Hello and welcome to another tutorial on RapidMiner, one of the best open source data mining tools available. This article will discuss how to use Support Vector Machine classification in RapidMiner to determine spam in your pop3 email account. Since we will read email from a pop3 or imap account, you may want to check out my previous post Text mining: How to mine e-mail data from an IMAP account using RapidMiner.
Unlike my other tutorials, this tutorial will explain a RapidMiner solution that consists of two processes. The first process will be used to create a support vector machine classification model that is trained to identify two classes of text documents, spam and not spam. We will then store the model in the RapidMiner repository for use in the second process. The second process will will read through an email account that you specify and classify each email as spam or not spam based on the SVM model that you created in the first process. The methods used in these processes can be used to classify many different types of documents.
Process one: Train the model using text files
In the first process, we will use the "Read Documents" operator to read two directories where you will create text files that represent examples of spam and non spam emails. It's important to remember that the more examples used, the better the model will turn out when it's time to classify unlabeled emails. As you may know, the process documents operator contains a subprocess (identified by the little blue box in the bottom right corner). When you double click on the blue box, you can add operators that will process the documents that are read through the main operator. When dealing with text mining to generator word vectors, there are several operators that you will find yourself using often. In this particular example, you will use the Transform Case operator (to change all words to lowercase), Tokenize (separate words into tokens, FilterTokens (By Length) (Only process words that are at least 4 characters in length), Stem (Snowball) (This operator will change a word into it's "base word"), and finally filter stopwords which will remove common words that have no meaning. The process documents operator has a property called Text directories with a button titled "Edit List". You will click this button and create two entries. The class name represents the classes that you will use for classification. The directory will represent the directory that contains the training text files that you've created for each class.

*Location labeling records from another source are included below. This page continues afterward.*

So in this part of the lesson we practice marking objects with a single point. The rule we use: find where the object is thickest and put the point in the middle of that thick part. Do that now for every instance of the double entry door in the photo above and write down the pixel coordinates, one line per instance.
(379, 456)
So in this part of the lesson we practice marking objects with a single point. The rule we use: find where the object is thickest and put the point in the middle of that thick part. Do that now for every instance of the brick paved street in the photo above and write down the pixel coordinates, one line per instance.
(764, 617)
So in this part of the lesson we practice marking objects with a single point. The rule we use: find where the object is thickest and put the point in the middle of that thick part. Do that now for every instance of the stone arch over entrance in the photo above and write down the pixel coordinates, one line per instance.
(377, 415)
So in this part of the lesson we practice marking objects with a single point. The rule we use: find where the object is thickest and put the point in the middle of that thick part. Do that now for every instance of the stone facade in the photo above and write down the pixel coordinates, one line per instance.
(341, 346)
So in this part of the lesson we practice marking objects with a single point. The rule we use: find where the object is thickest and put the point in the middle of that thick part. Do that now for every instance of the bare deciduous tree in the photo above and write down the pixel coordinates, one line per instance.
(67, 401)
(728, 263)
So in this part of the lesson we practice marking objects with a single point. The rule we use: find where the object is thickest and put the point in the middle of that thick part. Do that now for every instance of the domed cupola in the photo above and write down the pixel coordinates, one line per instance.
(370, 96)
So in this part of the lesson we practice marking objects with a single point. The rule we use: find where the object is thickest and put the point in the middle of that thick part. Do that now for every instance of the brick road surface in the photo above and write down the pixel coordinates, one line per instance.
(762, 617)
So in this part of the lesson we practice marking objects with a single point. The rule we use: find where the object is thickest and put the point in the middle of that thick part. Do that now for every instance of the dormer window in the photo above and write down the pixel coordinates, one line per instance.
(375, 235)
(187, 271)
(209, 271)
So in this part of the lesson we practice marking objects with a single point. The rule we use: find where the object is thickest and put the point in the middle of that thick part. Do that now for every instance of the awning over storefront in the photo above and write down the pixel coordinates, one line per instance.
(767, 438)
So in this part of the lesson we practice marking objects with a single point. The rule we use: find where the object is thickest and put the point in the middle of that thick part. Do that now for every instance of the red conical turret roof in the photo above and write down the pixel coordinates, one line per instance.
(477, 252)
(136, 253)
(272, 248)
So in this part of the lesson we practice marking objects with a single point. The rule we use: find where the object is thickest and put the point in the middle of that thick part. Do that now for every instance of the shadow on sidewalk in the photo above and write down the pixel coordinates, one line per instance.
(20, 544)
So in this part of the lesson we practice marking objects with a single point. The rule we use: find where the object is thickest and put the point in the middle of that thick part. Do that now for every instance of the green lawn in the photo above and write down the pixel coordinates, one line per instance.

For our experiment, we will create a class called Spam and provide a directory that contains text files where you've copied and pasted the text from legitimate emails. The other class will be called not spam and the directory will contain text files full of spam email messages. Please understand that the efficiency of the model will depend on the number of examples that you provide.
Here is an image of the first process that we will use to train and store the model.
As you can see, we have a Read Documents operator, a X-Validation operator (cross validation) to calculate the performance of our model, and two Store operators that allow us to store the word vectors created from Process Documents and to store the SVM model which comes from the output of the cross validation operator. Both the Process document and X-Validation operators are both nested processes (which means they contain sub processes). I will provide screen shots so you can see how each process is setup in the sub process areas.
Run the process to save the model and to view the performance of the model.
The next process, we will read the SVM model that we stored to the repository in process 1 and use it to classify emails from the Process Documents From Email Store operator. This process is pretty straightforward. Simply add a Read operator to read the model from the repository. Next add a Read Documents From Email Store operator to read documents to be classified by the model. If you need to know how to set the properties on the Read Documents From Mail Store operator, please check out my previous article Text mining: How to mine e-mail data from an IMAP account using RapidMiner .
Here is how the 2nd process should look:
The Read operator will read the previously trained SVM model from the repository and we will use the apply model to get the classification. We will also create a process documents from mail store operator to read email messages and use them as the unlearned input to the apply model. The read documents from mail store sub process contains the same text mining operators as used in the process documents operator in process one. Next just run the process and you will see all emails and their predicted class.
Remember, the class properties of the model are arbitrary, you could just as easily set them to Positive/Negative, Good/Bad, Happy/Sad, etc. This process can be used for many different applications such as sentiment analysis.
Thanks for reading!